Furthermore, much of the criticism centres around the blog vs professional blog debate, arguing that the writing offered did not match up with the professional content elsewhere on the site.

As such I feel for Max – I don’t know how I would react to such a torrent of online abuse, especially as most of this abuse should be levelled at the publisher and not the blogger in question.

This was an editorial error by the site – neither reader nor writer are satisfied with the outcome – yet the paper’s commentators don’t own up to this, condemning this as a case of ‘online mob justice’.Yes, some of the comments are an attempt to outdo the last with their mercilessness, but the fact that over 500 were left on this blog should set alarm bells ringing.

Do the comments lose their credibility because they are largely angry (and yes, sometimes borderline abusive)? If so, why allow so many through the moderation process in the first place?

These are your readers – telling you exactly what they think – best to listen to them and not label them a mob.

7 thoughts on “Gap year blogger ends Guardian blog after ‘hate mail hell’

  1. David Abbott

    I think this example is the tip of the iceberg as far as the London media elite goes. Sure, ‘ordinary’ wannabees can make it in the national media, but this just shows how much it stinks and its the tip of the iceberg IMHO. My own brief glimpse into the London media left me feeling it was heavily overpopulated by Oxbridge-ites and it was often more a question of who, rather than what you knew, or where you had been to uni rather than actual merit. But there you go, funny old world, innit?

  2. ourman

    Spot on. There is a general feeling that as a result of the Guardian’s soliciting of comments they have become very tired of reader criticism and have actually reached the point of virtually going into battle with them.

    The Max Gogarty affair is this suggestion coming to a head.

    There is repeated suggestion that, when it comes to covering anything outside of London, the Guardian’s tone is sneery and patronising. In its follow ups to the Max Gogarty blog it is downright abusive to its readers. In its Fiver email on Friday it makes no bones about calling readers self righteous.

    One of the reasons Max got such stick is that he was from North London. All Guardian readers are so sick of tales from North London.

    Elsewhere, follow the sports blogs and the commenters are crying out for “regime change”.

    This is unprecedented – I have never known a newspaper go out of its ways to actively abuse its readers. It has backed itself into a corner and, instead of listening to reader suggestions, is coming out fighter. It appears that it is only going to become more embittered and more insular.
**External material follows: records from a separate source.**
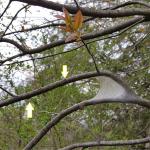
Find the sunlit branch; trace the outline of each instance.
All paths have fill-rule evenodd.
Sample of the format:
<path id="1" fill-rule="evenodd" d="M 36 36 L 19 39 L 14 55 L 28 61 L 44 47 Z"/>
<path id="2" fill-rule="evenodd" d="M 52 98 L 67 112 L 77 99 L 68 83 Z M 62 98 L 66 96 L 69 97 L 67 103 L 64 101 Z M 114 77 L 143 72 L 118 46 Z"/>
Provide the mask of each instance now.
<path id="1" fill-rule="evenodd" d="M 5 88 L 3 88 L 2 86 L 0 86 L 0 89 L 3 90 L 5 93 L 7 93 L 8 95 L 15 97 L 14 94 L 12 94 L 11 92 L 9 92 L 8 90 L 6 90 Z"/>
<path id="2" fill-rule="evenodd" d="M 8 2 L 8 4 L 7 4 L 7 6 L 5 7 L 5 9 L 4 9 L 4 11 L 2 12 L 2 14 L 0 15 L 0 18 L 2 18 L 3 17 L 3 15 L 4 15 L 4 13 L 7 11 L 7 9 L 9 8 L 9 6 L 10 6 L 10 4 L 11 4 L 11 0 L 9 0 L 9 2 Z"/>
<path id="3" fill-rule="evenodd" d="M 73 150 L 75 148 L 90 148 L 97 146 L 126 146 L 126 145 L 138 145 L 145 144 L 150 142 L 150 137 L 141 138 L 141 139 L 133 139 L 133 140 L 116 140 L 116 141 L 92 141 L 92 142 L 83 142 L 76 143 L 59 150 Z"/>
<path id="4" fill-rule="evenodd" d="M 59 4 L 52 1 L 47 0 L 13 0 L 13 1 L 19 1 L 23 3 L 27 3 L 29 5 L 35 5 L 40 6 L 43 8 L 48 8 L 56 11 L 61 11 L 62 8 L 65 7 L 70 13 L 75 14 L 77 12 L 76 7 Z M 127 17 L 127 16 L 135 16 L 135 15 L 142 15 L 142 16 L 150 16 L 150 10 L 149 9 L 141 9 L 141 8 L 128 8 L 128 9 L 121 9 L 121 10 L 93 10 L 89 8 L 81 8 L 82 13 L 84 16 L 90 16 L 90 17 L 109 17 L 109 18 L 117 18 L 117 17 Z"/>
<path id="5" fill-rule="evenodd" d="M 114 6 L 112 8 L 107 8 L 107 9 L 114 10 L 114 9 L 118 9 L 118 8 L 121 8 L 121 7 L 129 6 L 129 5 L 141 5 L 141 6 L 145 6 L 145 7 L 150 8 L 150 5 L 148 3 L 145 3 L 145 2 L 142 2 L 142 1 L 128 1 L 128 2 L 122 3 L 122 4 Z"/>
    Links to all the Gogarty posts on my blog – plus the offending part of The Fiver.

  3. ourman


    Not directly related to the whole Gogarty affair but worth noting that earlier last week the Guardian had actually referred to bloggers as “maggots” in CiF.

    More evidence of what appears to be a real culture of dislike when it comes to blogs and bloggers.

  4. Mark

    I’d agree with the other comments that it is about CIF in general rather than this particular bog. They occasionally produce provocative pieces which produce annoyed responses and are subsequently closed. All too often the editors and writers ignore reasonable criticism but play the martyr by quoting some of the nastiest abuse and tarring everyone else with the same brush.
    There are other problems on CiF too, suspicions that writers get slots from who they know have been aired before. There seems to be clique of younger writers from North London who seem to either or are related to each other. The Max Gogarty blog just sent out all the wrong signals, posters were cynically asking who he was related to even before the Paul Gogarty connection was discovered.

  5. kirsty

    I am also a 19 year old hoping to write for a national news paper or magazine in the future. And so, Max wanting to get his name in print for such a news paper to add to that much needed portfolio I can understand and I can’t say I wouldn’t jump at the chance even if my dad was the travel editor.
    However, this proves very daunting for myself as the whole “its who you know” scenario proves itself so right and so obviously.
    Good luck to those wanting to get on to a National because of your valued writing is all I can say.